The majority of the film follows the life and times of Frank Sheeran, the Irishman that made his way into the Sicilian mob in Pennsylvania through his willingness to do their dirty work – which mostly consists of shooting rival mobsters in the head. After decades of doing this, working his way up the ranks along the way, he lands a job with the infamous Jimmy Hoffa, whose mysterious disappearance is re-mythologized by Scorsese. Throughout, the narration of these non-chronologically ordered events is provided by Robert De Niro as Sheeran, whose unreliability and tendency to gloss over his own misdeeds is both funny and terrifying, lending a sense of solipsism to the character that explains his disturbing casualness in enacting brutal violence.
All of this is par for the course within the genre it so brilliantly examines, though Scorsese hints at the simulacrum of this fleeting glory throughout. Sheeran, as the titular Irishman, is by nature an outsider imitating another way of life, who has to hide the resulting emotions behind several layers of masculine expectation. Even their dialogue reflects this, as every character speaks in so many layered euphemisms that definitions sometimes need to be provided by Sheeran in the narration, and simple requests between mobsters quickly descend into loud confusion. Eventually, and inevitably, his friends start to die off, leaving him to contemplate what he has done with his life, and where all of his former power has actually gotten him: the dour nursing home of the frame narrative. Indeed, the final twenty minutes are a quiet meditation on death that affected me for long after, and a sobering antidote to the superficiality and humor that precedes them.

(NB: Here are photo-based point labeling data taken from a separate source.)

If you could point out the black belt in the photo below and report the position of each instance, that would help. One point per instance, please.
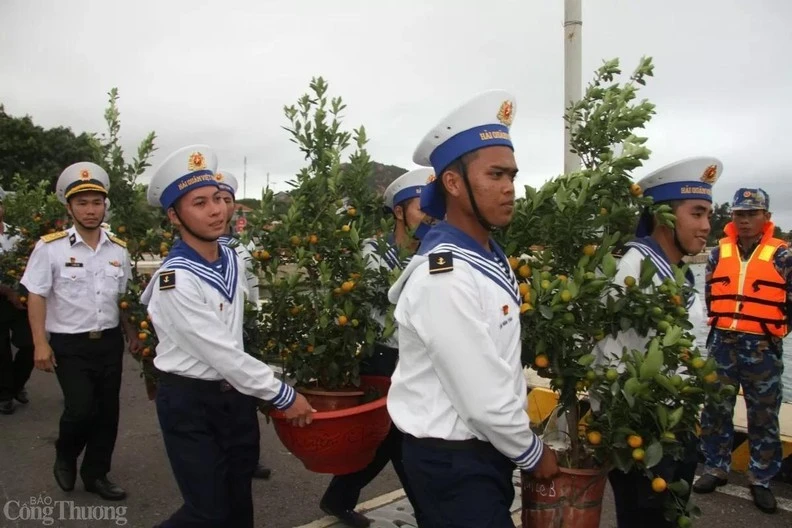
(94, 334)
(471, 444)
(194, 383)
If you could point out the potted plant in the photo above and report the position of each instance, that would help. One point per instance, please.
(319, 293)
(563, 240)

Unsurprisingly, every actor involved is perfectly cast and delivering career-best performances. De Niro’s sternness is brilliant as an anchor for Joe Pesci’s quietly threatening yet oddly likable Russell and Al Pacino’s firecracker turn as Hoffa, while Anna Paquin provides a chilling reminder in her smaller role as Sheeran’s daughter Peggy that the chaos you’re witnessing isn’t occurring in a vacuum. The much-hyped de-aging technology even works pretty effectively once you’ve adjusted to the oddness of seeing a young De Niro again, and certainly doesn’t detract from the rest of the movie.
The Irishman will be released on Netflix worldwide in November, and while the runtime may be somewhat offputting, I can’t recommend it highly enough. This film alone is worth the price of joining the service for a month if you haven’t already, and it more than measures up to Scorsese’s best mob films. You won’t miss out on too much by watching on the small screen, as the power dynamics and explorations of the violent male psyche that play out are palpable and impactful on any device (as opposed to the Marvel films Scorsese apparently dislikes so much). The Irishman currently stands as the best film of the year, and if anything manages to top it, I will be absolutely thrilled.